Advocacy is an ongoing process. Measuring your progress and maintaining momentum are vital.

1. Define Your Metrics

How will you know if your advocacy is making a difference?

  • Policy Changes: Number of new policies, legislations, or budget allocations.

  • Funding Secured: Amount of new funding specifically for One Health initiatives.

  • Awareness Levels: Pre- and post-campaign surveys on public or policymaker awareness.

  • Collaborations Formed: Number of new inter-sectoral partnerships or coalitions.

  • Program Implementation: Initiation or expansion of One Health programs (e.g., integrated surveillance, joint training).

  • Media Mentions: Tracking media coverage of One Health.

2. Celebrate Small Wins

Advocacy can be a marathon. Acknowledge and celebrate incremental progress to keep motivation high. Did a key policymaker agree to a meeting? Was a small grant secured? Did a news outlet cover your story? These are all important steps.

3. Adapt and Learn

Evaluate your strategies regularly. What worked well? What didn’t? Be prepared to adjust your approach based on feedback and evolving circumstances. The landscape of health and politics is dynamic.

4. Build a Sustainable Movement

One-off campaigns are less effective than sustained efforts.

  • Develop a Succession Plan: Ensure knowledge transfer if key advocates move on.

  • Mentor New Advocates: Recruit and train the next generation of One Health champions.

  • Diversify Funding for Your Advocacy Efforts: Don’t rely on a single source.

  • Maintain Relationships: Nurture your networks with policymakers, partners, and the media.

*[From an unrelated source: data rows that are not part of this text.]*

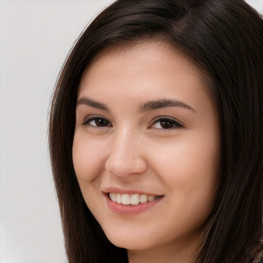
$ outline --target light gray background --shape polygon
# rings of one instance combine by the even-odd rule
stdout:
[[[248,2],[263,13],[262,1]],[[47,150],[50,98],[75,40],[112,2],[0,0],[1,263],[66,262]]]

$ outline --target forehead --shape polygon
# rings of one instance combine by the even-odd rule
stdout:
[[[137,42],[100,52],[82,75],[78,97],[115,92],[116,86],[120,88],[117,92],[139,87],[149,97],[153,93],[160,97],[162,90],[175,90],[179,86],[187,89],[189,86],[209,90],[205,74],[190,59],[164,42]]]

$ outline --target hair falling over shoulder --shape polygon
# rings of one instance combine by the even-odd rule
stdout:
[[[249,263],[262,234],[263,22],[243,0],[118,0],[79,37],[57,82],[49,130],[68,261],[128,262],[82,197],[72,163],[75,110],[83,71],[101,51],[148,40],[167,43],[205,72],[219,112],[216,198],[196,263]]]

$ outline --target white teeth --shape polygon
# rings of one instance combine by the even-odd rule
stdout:
[[[127,194],[122,195],[121,197],[121,203],[122,204],[130,204],[130,197]]]
[[[116,196],[115,195],[115,194],[114,193],[110,193],[109,194],[109,198],[114,201],[116,202],[117,201],[116,199]]]
[[[140,202],[141,203],[146,203],[147,202],[147,196],[146,195],[142,195],[140,197]]]
[[[136,205],[140,203],[144,203],[146,202],[152,202],[159,198],[158,196],[145,194],[141,195],[138,194],[128,195],[128,194],[121,194],[114,193],[109,193],[108,196],[114,202],[126,205],[129,204]]]
[[[140,197],[139,195],[136,194],[133,195],[130,197],[130,204],[138,204],[140,202]]]
[[[118,203],[121,203],[121,195],[120,194],[117,194],[116,197],[116,201],[117,201]]]
[[[148,202],[152,202],[152,201],[153,201],[154,200],[154,196],[153,195],[148,195],[147,197],[147,200]]]

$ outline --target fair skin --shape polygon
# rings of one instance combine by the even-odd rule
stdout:
[[[88,207],[130,263],[193,261],[219,163],[204,80],[159,42],[106,49],[83,73],[74,167]]]

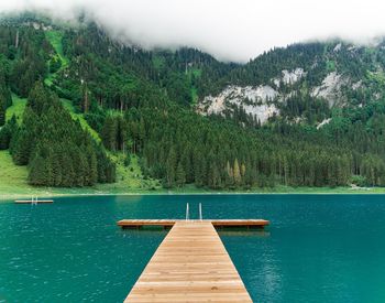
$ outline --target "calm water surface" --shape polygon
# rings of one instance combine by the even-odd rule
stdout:
[[[165,237],[121,218],[266,218],[220,232],[255,302],[385,302],[385,196],[207,195],[0,204],[0,302],[122,302]]]

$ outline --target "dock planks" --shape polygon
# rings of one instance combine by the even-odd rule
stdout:
[[[211,221],[174,223],[124,302],[252,302]]]
[[[42,203],[54,203],[53,199],[15,199],[16,204],[42,204]]]
[[[172,227],[175,223],[185,221],[176,219],[123,219],[118,221],[118,226],[124,228],[140,228],[143,226]],[[224,219],[224,220],[190,220],[211,223],[215,227],[264,227],[270,224],[264,219]]]

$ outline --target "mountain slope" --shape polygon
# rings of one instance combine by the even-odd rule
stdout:
[[[92,23],[66,28],[22,19],[0,26],[0,48],[2,99],[11,91],[28,97],[29,117],[31,91],[44,82],[43,108],[64,105],[82,126],[85,145],[118,165],[110,181],[118,177],[122,186],[133,184],[121,182],[125,173],[148,188],[157,187],[156,180],[166,188],[385,184],[381,43],[295,44],[238,65],[197,50],[125,46]],[[55,95],[65,101],[53,101]],[[9,106],[3,101],[8,115],[14,108]],[[50,122],[38,126],[42,134],[54,133],[54,112],[43,112]],[[73,119],[62,119],[59,129],[76,128],[79,134]],[[32,174],[40,185],[55,186],[50,153],[32,148],[46,167],[37,173],[33,167],[40,165],[15,155],[23,147],[16,134],[34,123],[18,127],[11,120],[0,131],[0,143],[8,144],[0,147],[29,164],[30,183],[36,184]],[[72,145],[70,138],[61,143]],[[56,145],[57,138],[46,134],[42,144]],[[74,149],[62,153],[73,158]],[[85,164],[73,167],[79,176],[85,171]],[[61,172],[70,180],[67,174]]]

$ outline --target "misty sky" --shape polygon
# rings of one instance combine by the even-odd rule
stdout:
[[[0,0],[0,12],[37,10],[72,20],[80,11],[122,41],[146,48],[200,48],[246,62],[274,46],[385,34],[381,0]]]

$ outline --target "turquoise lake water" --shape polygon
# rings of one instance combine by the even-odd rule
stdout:
[[[385,302],[384,195],[197,195],[0,204],[0,302],[122,302],[166,232],[122,218],[265,218],[220,231],[254,302]]]

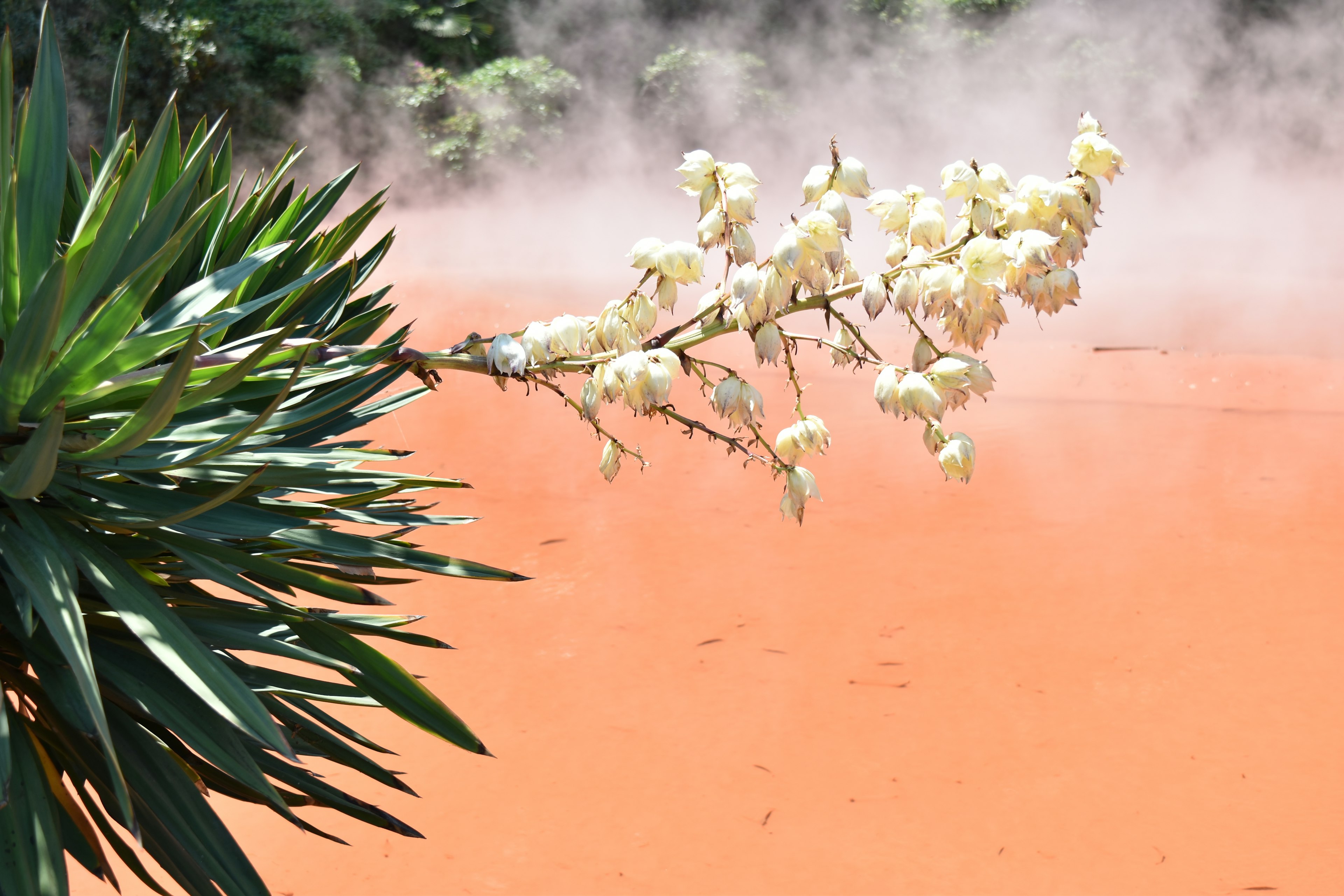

Conclusion: The Ripple Effect of One Health Advocacy

Advocating for One Health is not merely about pushing for a concept; it’s about catalyzing a fundamental shift in how we approach health challenges. It’s about recognizing that the health of a child in a remote village, the welfare of a farmer’s livestock, and the purity of a local river are all interconnected. By effectively communicating this profound truth, building strong alliances, and strategically engaging with decision-makers and the public, advocates can create a powerful ripple effect.

Every successful meeting, every persuasive article, every well-crafted social media post contributes to a growing wave of understanding and commitment. When One Health moves from concept to concrete action, we strengthen our defenses against future pandemics, secure our food supply, protect our environment, and ultimately, build a healthier, more resilient world for all species. Your voice, informed by knowledge and driven by purpose, has the power to make that vision a reality.